Principal Site Reliability Engineer
We are a fast-growing and pioneering people analytics company that is transforming the financial workplace. We use cutting-edge software and machine learning to generate previously unidentifiable insights into employee behavior and performance. We have been recognized by renowned companies such as Amazon Web Services and Google Cloud for our achievements in AI, big data analytics, and machine learning. We have also been included in the Forbes FinTech 50, CB Insights AI 100, and Tech Nation’s prestigious Future 50 program.
Our goal is to help businesses achieve better outcomes by developing and delivering data-driven solutions for compliance, CRM, HR, and workplace productivity. We also aim to rapidly expand our worldwide customer base to include companies across all major industries.
About the Role
The Behavox Platform is a scalable, fault-tolerant and highly performant storage and processing system which allows us to manage and analyze massive volumes of data. We have an extensive and flexible set of APIs to develop products that allow our clients to work through millions of data items, by searching, filtering, and visualizing relationships between entities in the system. For our most demanding users (including ourselves), we have built our own IDE!
As a Principal SRE you will be responsible for the availability, latency, performance, efficiency, change management, monitoring, emergency response, and capacity planning of all production systems and services. You will work together with other ProdOps, Product and Engineering leaders to design and implement SRE practice at Behavox to build foundational infrastructure allowing to support the rapid growth of the Behavox client base.
This is an incredible opportunity to discover the world of high-load data processing and face the challenges of distributed Big Data systems.
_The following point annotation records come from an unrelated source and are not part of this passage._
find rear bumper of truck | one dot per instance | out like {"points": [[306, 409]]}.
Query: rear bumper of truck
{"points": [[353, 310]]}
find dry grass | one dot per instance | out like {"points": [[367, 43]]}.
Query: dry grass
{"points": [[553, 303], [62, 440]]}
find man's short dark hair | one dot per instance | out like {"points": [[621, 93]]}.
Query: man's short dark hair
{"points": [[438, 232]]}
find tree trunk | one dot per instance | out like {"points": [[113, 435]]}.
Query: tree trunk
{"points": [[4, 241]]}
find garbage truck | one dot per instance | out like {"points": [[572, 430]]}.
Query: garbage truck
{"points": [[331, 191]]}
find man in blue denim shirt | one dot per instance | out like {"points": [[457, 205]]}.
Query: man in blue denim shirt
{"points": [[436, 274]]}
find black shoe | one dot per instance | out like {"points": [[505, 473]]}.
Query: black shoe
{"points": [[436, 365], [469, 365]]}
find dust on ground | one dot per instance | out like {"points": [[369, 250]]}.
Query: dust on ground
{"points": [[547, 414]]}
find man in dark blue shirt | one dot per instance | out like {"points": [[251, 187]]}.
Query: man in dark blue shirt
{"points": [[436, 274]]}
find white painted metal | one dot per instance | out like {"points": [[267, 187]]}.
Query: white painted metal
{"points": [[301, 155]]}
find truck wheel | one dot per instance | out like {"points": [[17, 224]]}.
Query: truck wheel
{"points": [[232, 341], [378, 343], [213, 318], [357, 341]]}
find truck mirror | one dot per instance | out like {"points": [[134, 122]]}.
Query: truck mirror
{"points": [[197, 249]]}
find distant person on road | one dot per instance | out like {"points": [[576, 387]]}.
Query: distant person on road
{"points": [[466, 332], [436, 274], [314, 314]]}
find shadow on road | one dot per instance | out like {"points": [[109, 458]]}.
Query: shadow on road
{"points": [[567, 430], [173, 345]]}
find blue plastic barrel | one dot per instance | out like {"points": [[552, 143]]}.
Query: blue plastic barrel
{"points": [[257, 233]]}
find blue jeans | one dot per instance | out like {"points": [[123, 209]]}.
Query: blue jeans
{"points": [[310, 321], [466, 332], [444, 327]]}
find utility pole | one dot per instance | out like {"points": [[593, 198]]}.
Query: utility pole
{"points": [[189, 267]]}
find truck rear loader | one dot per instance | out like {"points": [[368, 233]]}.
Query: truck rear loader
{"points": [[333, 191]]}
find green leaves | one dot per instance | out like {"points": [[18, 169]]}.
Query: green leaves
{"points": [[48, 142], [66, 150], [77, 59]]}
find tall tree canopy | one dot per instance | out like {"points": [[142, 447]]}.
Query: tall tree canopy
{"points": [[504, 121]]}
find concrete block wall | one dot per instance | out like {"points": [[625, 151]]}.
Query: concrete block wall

It will also provide you the opportunity to:
1. Work on critical business areas that will have a big impact on the company
2. Implement your ideas in an environment that is looking to constantly improve
3. Be part of a fast-growing dynamic company and with modern technologies
What You'll Bring
- 5+ years of experience as a SRE/DevOps engineer , expert knowledge of SRE practices (design and improvement of application observability, error budgets, service level indicators (SLIs), objectives (SLOs), and agreements (SLAs))
- Automation skills - Ansible/SaltStack or equivalent tools
- Knowledge of programming languages (Python / Go / Java)
- Linux system administration expertise, solid knowledge of Linux OS fundamentals
- Skills in Public Clouds (AWS / GCP / Azure)
What You'll Do
- Design and implement SRE practices ensuring availability, scalability and observability of production systems with a strong focus on excellent customer experience
- Take responsibility for the SaaS deployments and their frequent releases of the complex distributed large-scale software
- Create tooling to automate the operations (Python/Golang, Ansible/Salt)
- Maintain production clusters and L3 support for SaaS customers: software and infrastructure updates, troubleshooting, patch and vulnerability management
- Manage the infrastructure of large numbers of Linux servers
What We Offer
- A truly global mission with a passionate community in locations all over the world
- Huge impact and learning potential as our aspirations require bold innovation
- Highly competitive compensation with 100% bonus pay already integrated
- Benefits include fully covered health coverage for employee and family
- Generous time-off policy and flexible work schedule
About Our Process
We take Talent very seriously and we are building a community of extraordinary individuals working together in very high performing teams. We also know that the best Talent always has options so we believe that the process has to be a two way assessment - the company AND the candidate assessing the business needs alignment, the career next step alignment, and the cultural alignment.
During the process we will begin by exploring the core factors regarding salary and location along with core experience and skills and values alignment. We will then deep dive explore the critical technical competencies we have identified for the role, and then we will deep dive in behavioral competencies.
The most aligned candidate will then be asked to do a practical work task simulation activity so we can make sure that you will enjoy the kind of work the role requires, and this task will typically be presented and discussed with a group of colleagues and managers.